George S. Georgiev is a fellow at the Lowell Milken Institute for Business Law & Policy at UCLA School of Law. His primary teaching and research interests reside in the areas of corporate law, corporate governance, securities regulation, antitrust law, and comparative law. At UCLA, he teaches Corporate Governance, a seminar, and M&A Transaction Structuring, Negotiation, and Documentation, a transactional simulation course.
He received his J.D. from Yale Law School in 2007. During law school, he served on the Yale Journal of International Law and as a Yale College Teaching Fellow, and was awarded an Olin Summer Research Fellowship in Law, Economics, and Public Policy and a Howard M. Holtzmann Fellowship. He also holds an M.A. in Economics from the University of Munich and a B.A., summa cum laude, in Economics and International Relations from Colgate University.

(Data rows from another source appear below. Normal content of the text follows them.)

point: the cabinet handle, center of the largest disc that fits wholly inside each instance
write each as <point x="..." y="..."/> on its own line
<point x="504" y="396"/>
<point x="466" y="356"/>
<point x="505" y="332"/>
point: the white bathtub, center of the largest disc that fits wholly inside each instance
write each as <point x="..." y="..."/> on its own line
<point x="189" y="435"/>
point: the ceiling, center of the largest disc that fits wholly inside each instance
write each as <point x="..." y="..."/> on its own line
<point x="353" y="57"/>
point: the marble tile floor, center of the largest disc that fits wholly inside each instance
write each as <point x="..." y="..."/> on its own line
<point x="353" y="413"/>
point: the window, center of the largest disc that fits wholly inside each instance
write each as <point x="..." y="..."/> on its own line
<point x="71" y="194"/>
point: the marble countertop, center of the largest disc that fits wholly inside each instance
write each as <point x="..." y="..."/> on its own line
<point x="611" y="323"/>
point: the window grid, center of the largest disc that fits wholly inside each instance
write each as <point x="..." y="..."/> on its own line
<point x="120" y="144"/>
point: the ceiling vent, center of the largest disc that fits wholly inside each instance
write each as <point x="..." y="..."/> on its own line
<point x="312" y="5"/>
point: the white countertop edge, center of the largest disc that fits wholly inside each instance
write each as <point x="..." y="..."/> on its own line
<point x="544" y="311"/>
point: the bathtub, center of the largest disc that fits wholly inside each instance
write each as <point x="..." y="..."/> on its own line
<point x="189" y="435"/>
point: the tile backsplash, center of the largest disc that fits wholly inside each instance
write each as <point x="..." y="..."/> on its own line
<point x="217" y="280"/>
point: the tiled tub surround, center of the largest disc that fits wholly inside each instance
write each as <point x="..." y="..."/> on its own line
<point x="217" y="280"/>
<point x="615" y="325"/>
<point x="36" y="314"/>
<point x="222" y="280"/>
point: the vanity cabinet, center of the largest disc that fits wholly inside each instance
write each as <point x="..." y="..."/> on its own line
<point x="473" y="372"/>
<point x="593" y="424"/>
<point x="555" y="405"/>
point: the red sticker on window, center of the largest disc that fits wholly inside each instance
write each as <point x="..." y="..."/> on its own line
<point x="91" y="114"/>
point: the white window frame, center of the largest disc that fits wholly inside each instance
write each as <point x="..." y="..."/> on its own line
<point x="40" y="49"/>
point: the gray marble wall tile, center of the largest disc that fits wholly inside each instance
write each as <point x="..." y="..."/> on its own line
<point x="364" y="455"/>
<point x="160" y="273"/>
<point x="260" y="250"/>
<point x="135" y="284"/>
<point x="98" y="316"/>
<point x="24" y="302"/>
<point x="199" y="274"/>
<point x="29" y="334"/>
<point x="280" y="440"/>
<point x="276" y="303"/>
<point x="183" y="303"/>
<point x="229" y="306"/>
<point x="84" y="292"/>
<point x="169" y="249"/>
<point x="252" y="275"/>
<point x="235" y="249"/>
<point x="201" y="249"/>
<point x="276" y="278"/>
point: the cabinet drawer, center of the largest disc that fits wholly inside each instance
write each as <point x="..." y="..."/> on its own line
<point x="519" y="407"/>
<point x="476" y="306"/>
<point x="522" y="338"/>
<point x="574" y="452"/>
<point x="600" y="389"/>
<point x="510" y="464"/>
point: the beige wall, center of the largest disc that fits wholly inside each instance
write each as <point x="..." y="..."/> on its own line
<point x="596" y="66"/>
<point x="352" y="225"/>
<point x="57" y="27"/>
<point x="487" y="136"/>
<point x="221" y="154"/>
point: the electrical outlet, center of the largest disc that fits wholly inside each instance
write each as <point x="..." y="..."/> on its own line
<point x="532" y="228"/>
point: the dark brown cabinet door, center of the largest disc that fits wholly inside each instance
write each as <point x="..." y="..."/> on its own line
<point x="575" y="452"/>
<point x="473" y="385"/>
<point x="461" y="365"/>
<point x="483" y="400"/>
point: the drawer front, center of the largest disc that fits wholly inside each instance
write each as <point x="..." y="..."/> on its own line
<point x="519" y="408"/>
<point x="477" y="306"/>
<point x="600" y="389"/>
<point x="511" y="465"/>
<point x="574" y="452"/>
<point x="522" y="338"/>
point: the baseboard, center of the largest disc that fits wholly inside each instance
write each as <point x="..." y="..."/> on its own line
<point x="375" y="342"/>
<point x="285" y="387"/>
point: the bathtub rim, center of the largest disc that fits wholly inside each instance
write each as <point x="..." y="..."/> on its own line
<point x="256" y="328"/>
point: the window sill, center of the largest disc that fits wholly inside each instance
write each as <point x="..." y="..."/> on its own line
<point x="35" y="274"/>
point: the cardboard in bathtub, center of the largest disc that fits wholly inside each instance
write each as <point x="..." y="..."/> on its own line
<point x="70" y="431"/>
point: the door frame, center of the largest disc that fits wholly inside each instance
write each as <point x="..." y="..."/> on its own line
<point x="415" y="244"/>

Prior to arriving at UCLA, he spent close to six years in private practice with Sullivan & Cromwell LLP and Clifford Chance LLP, where he worked on numerous precedent-setting securities offerings and other financing transactions for corporations and sovereigns across Europe, Africa, and the Middle East, and on large cross-border M&A transactions for European and U.S. companies. He has also worked at the European Commission’s Directorate General for Competition in Brussels focusing on antitrust investigations and at the European Court of Justice in Luxembourg.
His research has appeared in the Yale Journal on Regulation, the Utah Law Review, the Yale Journal of International Law, and UCLA Law Review Discourse, among others, and has been cited widely, including by the Delaware Court of Chancery. His article “Contagious Efficiency: The Growing Reliance on U.S.-Style Antitrust Settlements in EU Law” won the 2008 Swope Antitrust Writing Prize.